What is an Uninterruptible Power Supply (UPS)?
An uninterruptible power supply, also called a UPS system, combines a power cord, outlets, power protection, and a built-in battery. The UPS system plugs into your wall outlet, and your devices - such as computers and audio/video components - plug into the UPS system's outlets. Although a UPS system is sometimes called "a battery in a box," it's actually much more. UPS systems can protect and support equipment ranging from a small desktop computer to an entire data center filled with advanced servers and network equipment.
What does a UPS System do?
As long as the electricity stays on, the UPS system passes utility power to the devices connected to its outlets and keeps its internal battery charged. It also protects your devices from power problems it detects, such as power surges and abnormal voltages.
If the power goes out, the UPS system provides connected devices with backup power from its internal battery. This allows your equipment to stay on during a power outage, which is especially useful for devices like computers and DVRs that can lose data when they turn off unexpectedly.
Why do you need power protection?
It would be nice if utility power was always reliable, but it isn't.
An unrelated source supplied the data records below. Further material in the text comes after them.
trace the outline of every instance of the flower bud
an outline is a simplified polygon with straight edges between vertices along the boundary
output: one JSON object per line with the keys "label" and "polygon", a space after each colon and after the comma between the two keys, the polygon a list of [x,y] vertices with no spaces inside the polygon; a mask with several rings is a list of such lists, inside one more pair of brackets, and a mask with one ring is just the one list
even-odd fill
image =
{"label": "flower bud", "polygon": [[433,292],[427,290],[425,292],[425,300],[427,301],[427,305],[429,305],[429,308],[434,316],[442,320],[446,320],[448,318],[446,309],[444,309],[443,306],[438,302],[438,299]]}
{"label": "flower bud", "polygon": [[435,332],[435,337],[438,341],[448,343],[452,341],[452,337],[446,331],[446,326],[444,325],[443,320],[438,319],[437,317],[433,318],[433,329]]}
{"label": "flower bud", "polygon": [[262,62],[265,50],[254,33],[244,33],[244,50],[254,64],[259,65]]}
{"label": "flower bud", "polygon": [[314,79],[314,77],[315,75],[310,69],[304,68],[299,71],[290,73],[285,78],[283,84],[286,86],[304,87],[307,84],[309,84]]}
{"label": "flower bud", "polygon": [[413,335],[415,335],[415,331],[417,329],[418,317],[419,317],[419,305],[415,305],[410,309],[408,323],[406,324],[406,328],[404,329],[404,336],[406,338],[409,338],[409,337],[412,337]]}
Between the aging electrical distribution grid, rising power demand, bad weather, and hazards lurking inside your own walls, your equipment is under constant attack from power problems.
Even a brief loss of power or a momentary surge can ruin your valuable equipment and destroy irreplaceable data.
Why is a UPS System a good investment?
For a fraction of the value of the equipment, data, and productivity it protects, a UPS system can prevent damage, downtime, and data loss. It conditions incoming AC power, protects against power problems, provides enough battery backup to outlast most outages, and may even be able to communicate with your computer so it automatically saves open files and shuts down gracefully during an extended outage.
SURGE AND NOISE PROTECTION: Surge protection and line noise filtering components shield your equipment from damage or disruption caused by lightning, surges, and electromagnetic (EMI/RFI) line noise.
VOLTAGE REGULATION: Voltage regulation ensures your equipment will receive voltages that won't cause damage or malfunctions. How the UPS system accomplishes this depends on the type of UPS system, with some types offering more protection than others.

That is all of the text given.